Mechanical behavior of high dosage short carbon fiber reinforced epoxy composites

Short fibers are effective reinforcements in strengthening and toughening polymer materials, even small amounts of fibers. However, for high fiber dosage the achieved dispersion and interface adhesion is quite poor reaching to lower stiffness and strength efficiency. In high dosage composites, the effects of the fiber length and volume fraction on mechanical properties is not entirely consensual; nonetheless this paper intends to contibute for a better understanding of this occurrence. Composite plates were manufactured by compression moulding, using short carbon fibers reinforcements (2, 4 and 6 mm in length) with 45-75 % wt fiber fraction.

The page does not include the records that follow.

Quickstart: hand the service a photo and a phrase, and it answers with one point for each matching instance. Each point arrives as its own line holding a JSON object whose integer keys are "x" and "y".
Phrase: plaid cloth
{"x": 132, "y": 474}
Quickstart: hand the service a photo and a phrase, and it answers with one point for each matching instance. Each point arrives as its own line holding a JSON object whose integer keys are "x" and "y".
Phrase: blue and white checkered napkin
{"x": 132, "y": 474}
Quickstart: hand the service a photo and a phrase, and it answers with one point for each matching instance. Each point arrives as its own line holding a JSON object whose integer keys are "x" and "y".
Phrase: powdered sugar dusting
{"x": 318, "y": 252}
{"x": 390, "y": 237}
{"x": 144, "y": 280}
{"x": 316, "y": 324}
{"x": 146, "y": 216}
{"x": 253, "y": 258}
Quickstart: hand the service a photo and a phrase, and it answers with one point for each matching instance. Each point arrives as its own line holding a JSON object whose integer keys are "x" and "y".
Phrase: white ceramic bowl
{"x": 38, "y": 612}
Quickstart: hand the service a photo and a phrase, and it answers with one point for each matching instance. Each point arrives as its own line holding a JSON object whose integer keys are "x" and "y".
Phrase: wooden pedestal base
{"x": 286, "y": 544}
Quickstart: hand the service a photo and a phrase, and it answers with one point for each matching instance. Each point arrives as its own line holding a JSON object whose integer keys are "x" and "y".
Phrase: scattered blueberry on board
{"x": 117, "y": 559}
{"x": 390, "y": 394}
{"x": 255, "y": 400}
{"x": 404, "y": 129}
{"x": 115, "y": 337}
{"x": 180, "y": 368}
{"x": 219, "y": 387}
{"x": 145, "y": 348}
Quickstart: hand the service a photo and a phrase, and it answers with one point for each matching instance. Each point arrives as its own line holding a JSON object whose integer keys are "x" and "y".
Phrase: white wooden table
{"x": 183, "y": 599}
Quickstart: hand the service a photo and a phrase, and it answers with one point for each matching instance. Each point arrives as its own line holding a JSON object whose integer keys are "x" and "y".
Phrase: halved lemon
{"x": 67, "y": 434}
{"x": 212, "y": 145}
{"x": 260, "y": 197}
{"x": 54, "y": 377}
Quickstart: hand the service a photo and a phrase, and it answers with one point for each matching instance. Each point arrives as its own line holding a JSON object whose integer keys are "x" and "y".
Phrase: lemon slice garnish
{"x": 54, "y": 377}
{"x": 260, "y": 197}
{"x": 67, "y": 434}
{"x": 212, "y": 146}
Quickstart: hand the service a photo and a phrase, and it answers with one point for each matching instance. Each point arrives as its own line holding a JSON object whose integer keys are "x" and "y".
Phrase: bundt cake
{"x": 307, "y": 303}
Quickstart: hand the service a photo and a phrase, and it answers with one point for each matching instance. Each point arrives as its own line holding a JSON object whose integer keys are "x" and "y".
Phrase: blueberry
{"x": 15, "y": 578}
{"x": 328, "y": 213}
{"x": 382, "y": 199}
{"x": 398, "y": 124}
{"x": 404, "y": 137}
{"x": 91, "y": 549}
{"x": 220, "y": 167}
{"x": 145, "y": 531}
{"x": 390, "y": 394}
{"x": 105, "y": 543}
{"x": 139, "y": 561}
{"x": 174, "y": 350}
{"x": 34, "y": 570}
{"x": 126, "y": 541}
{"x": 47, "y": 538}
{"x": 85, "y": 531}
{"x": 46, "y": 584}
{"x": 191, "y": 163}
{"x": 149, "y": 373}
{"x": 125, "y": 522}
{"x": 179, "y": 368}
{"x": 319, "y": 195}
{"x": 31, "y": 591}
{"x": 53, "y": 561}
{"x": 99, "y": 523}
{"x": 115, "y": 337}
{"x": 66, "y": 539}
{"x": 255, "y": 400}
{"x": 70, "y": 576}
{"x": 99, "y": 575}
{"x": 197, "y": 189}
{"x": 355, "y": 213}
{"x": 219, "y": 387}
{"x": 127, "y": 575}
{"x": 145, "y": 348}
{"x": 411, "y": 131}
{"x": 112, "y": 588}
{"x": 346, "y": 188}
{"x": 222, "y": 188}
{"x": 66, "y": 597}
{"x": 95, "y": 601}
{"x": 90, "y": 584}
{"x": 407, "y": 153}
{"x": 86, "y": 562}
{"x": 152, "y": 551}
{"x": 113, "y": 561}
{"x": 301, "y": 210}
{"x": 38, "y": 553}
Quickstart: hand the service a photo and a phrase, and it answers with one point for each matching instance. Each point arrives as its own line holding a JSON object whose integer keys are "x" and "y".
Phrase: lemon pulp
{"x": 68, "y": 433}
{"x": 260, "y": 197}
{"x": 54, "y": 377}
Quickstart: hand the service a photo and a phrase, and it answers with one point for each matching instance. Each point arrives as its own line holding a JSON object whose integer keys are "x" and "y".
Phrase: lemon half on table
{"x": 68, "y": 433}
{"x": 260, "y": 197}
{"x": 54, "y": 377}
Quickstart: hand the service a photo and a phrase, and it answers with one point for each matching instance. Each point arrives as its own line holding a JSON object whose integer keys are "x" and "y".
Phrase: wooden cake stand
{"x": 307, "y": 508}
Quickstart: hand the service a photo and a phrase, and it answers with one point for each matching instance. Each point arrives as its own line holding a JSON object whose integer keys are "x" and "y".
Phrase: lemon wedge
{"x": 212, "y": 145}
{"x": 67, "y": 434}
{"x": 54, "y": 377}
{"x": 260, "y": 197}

Tensile and dynamic mechanical analysis (DMA) specimens were machined from molded plates for the desired dimensions. DMA was performed with bi-supported specimens in temperature ranged from 20 to 180 A degrees C. High dosage composites exhibit very low efficiency parameters both in stiffness and particularly in tensile strength. However, the stiffness increases in order of 25 % when fiber length increases from 2 mm to 4 mm, but afterwards tends to decrease for 6 mm fiber length composites. The same tendency was observed for the tensile strength. For very high fiber dosage composites, tensile strength decreases and Young's modulus tends to remain at constant values. However, the results of DMA indicate that bending modulus storage increases when fiber length increases from 2 mm to 6 mm.